The Guardian explores Martin Gayford and Anne Lyles theory that these two portraits, which have been mis-attributed for some time, are of John Constables parents:
If Anne Lyles and Martin Gayford, co-curators of an exhibition on Constable’s portraits opening at the National Portrait Gallery tomorrow, are correct, the man was painted when Constable’s prosperous corn merchant father strongly disapproved of his son’s choice of career as a professional artist – perhaps explaining his intransigent expression. [ . . . ]
Lyles and Gayford’s theory is based on Constable’s letters and family documents, which they pored over, analysing technique, and the fact that the canvas for the mother’s portrait came from a London artist’s supplier he is known to have used at that time.
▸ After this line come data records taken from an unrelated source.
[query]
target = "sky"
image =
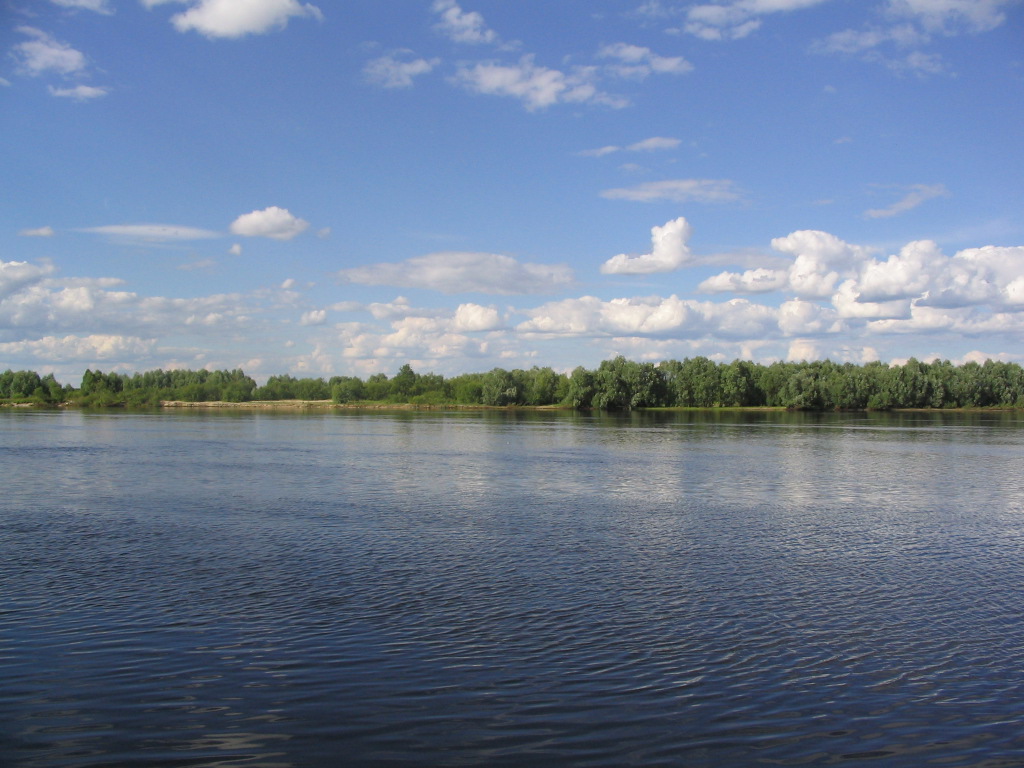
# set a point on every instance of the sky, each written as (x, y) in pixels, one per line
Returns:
(345, 187)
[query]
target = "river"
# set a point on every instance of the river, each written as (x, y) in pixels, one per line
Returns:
(510, 588)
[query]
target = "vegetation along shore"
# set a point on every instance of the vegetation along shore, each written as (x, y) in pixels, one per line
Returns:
(615, 384)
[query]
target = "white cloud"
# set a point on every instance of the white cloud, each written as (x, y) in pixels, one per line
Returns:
(470, 317)
(849, 302)
(654, 143)
(99, 6)
(233, 18)
(463, 272)
(678, 190)
(819, 261)
(902, 275)
(669, 252)
(42, 231)
(152, 232)
(389, 72)
(538, 87)
(16, 274)
(664, 317)
(911, 26)
(951, 16)
(462, 27)
(803, 349)
(918, 194)
(274, 222)
(752, 281)
(799, 317)
(638, 62)
(79, 92)
(734, 19)
(81, 348)
(43, 53)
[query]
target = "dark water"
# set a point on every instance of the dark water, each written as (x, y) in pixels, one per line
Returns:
(526, 589)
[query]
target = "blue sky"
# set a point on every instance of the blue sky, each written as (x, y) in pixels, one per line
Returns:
(463, 184)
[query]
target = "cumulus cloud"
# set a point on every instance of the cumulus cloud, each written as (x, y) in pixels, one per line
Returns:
(752, 281)
(819, 261)
(798, 317)
(274, 222)
(918, 194)
(654, 143)
(16, 274)
(79, 92)
(637, 62)
(678, 190)
(235, 18)
(392, 72)
(43, 53)
(463, 272)
(667, 317)
(669, 252)
(42, 231)
(462, 27)
(152, 232)
(537, 86)
(81, 348)
(470, 317)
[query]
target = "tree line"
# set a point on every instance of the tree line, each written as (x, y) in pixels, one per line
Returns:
(615, 384)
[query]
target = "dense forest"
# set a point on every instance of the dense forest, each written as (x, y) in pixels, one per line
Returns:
(615, 384)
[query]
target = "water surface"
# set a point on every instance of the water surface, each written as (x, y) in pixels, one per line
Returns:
(699, 589)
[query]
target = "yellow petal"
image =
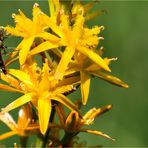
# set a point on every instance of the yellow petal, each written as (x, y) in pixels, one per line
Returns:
(52, 24)
(69, 81)
(24, 117)
(8, 120)
(64, 100)
(100, 111)
(96, 133)
(25, 49)
(44, 109)
(110, 79)
(43, 47)
(8, 88)
(19, 102)
(85, 85)
(94, 57)
(13, 31)
(22, 76)
(8, 134)
(48, 36)
(11, 80)
(66, 57)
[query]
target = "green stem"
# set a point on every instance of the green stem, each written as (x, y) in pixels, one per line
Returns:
(23, 141)
(45, 139)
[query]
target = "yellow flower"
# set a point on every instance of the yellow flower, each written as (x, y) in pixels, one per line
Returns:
(87, 69)
(40, 88)
(21, 127)
(73, 124)
(30, 30)
(74, 37)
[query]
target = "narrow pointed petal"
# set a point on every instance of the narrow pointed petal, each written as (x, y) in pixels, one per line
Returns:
(8, 134)
(11, 80)
(43, 47)
(44, 109)
(24, 117)
(19, 102)
(8, 120)
(8, 88)
(69, 81)
(109, 78)
(22, 76)
(97, 133)
(25, 49)
(14, 31)
(64, 100)
(66, 57)
(85, 85)
(94, 57)
(48, 36)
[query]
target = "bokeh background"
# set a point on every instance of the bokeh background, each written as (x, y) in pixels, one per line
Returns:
(126, 37)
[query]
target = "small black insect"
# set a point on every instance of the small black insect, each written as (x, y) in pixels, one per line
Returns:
(2, 48)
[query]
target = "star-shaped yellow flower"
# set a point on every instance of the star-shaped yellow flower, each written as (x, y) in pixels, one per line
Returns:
(30, 30)
(40, 88)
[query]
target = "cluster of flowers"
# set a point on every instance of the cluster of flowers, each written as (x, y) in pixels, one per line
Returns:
(57, 54)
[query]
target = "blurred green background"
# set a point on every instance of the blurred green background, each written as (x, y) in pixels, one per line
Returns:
(126, 37)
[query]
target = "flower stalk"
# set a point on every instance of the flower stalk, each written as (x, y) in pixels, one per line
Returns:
(68, 59)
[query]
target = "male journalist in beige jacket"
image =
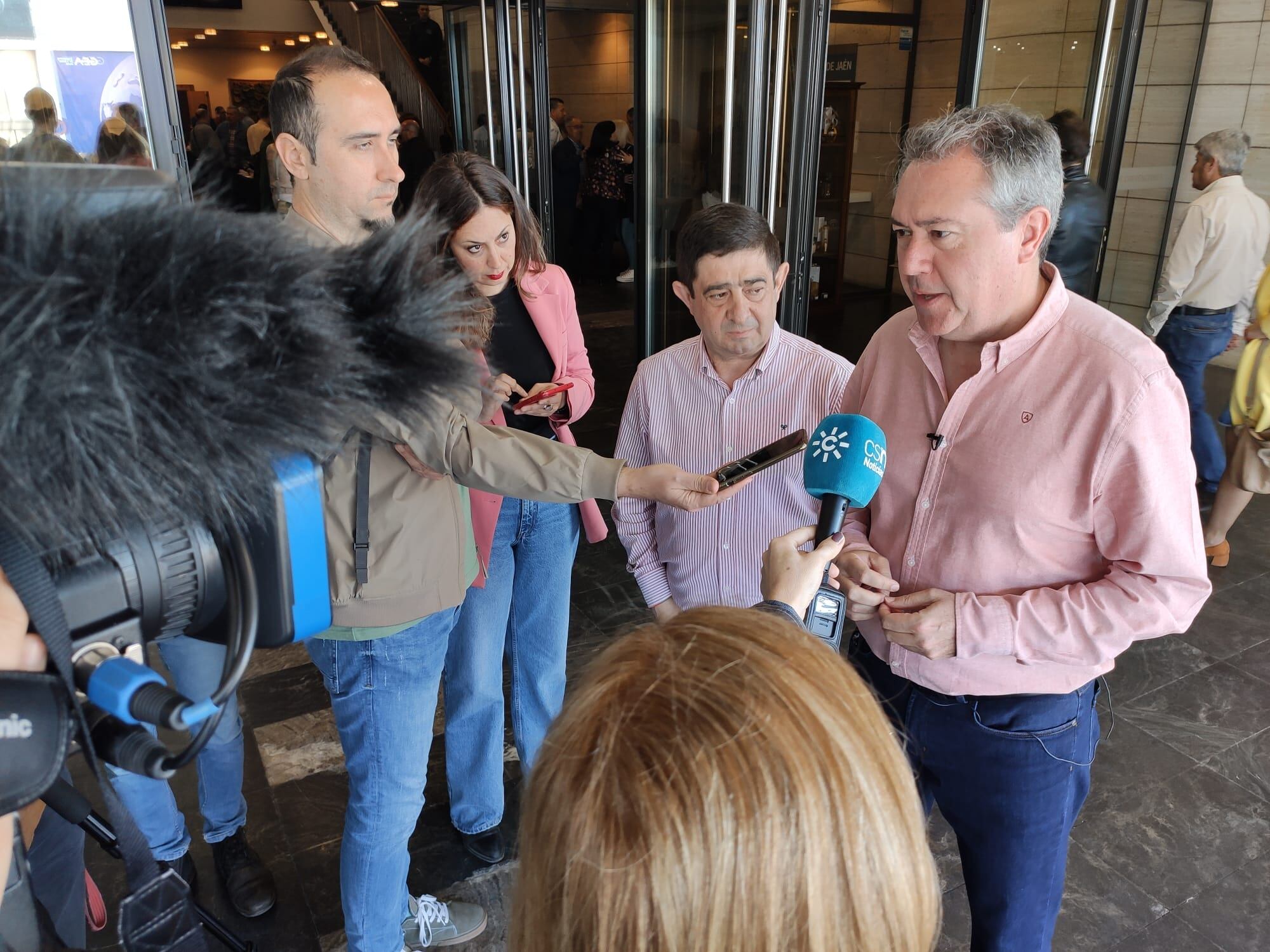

They believe the portraits date from around 1805, when Constable was 29 and a late starter still learning his trade. Like two tender tiny views of his parents’ fruit and vegetable gardens in Suffolk, they were among the pictures Constable kept with him all his life.
“I imagine the father barely having the patience to sit for him, snapping ‘Oh get on with it!’ – while his mother was the one person prepared to pose for endless hours for him. She was absolutely devoted to him, her letters to him are full of worries about whether he has got the right clothes and enough to eat,” Lyles said.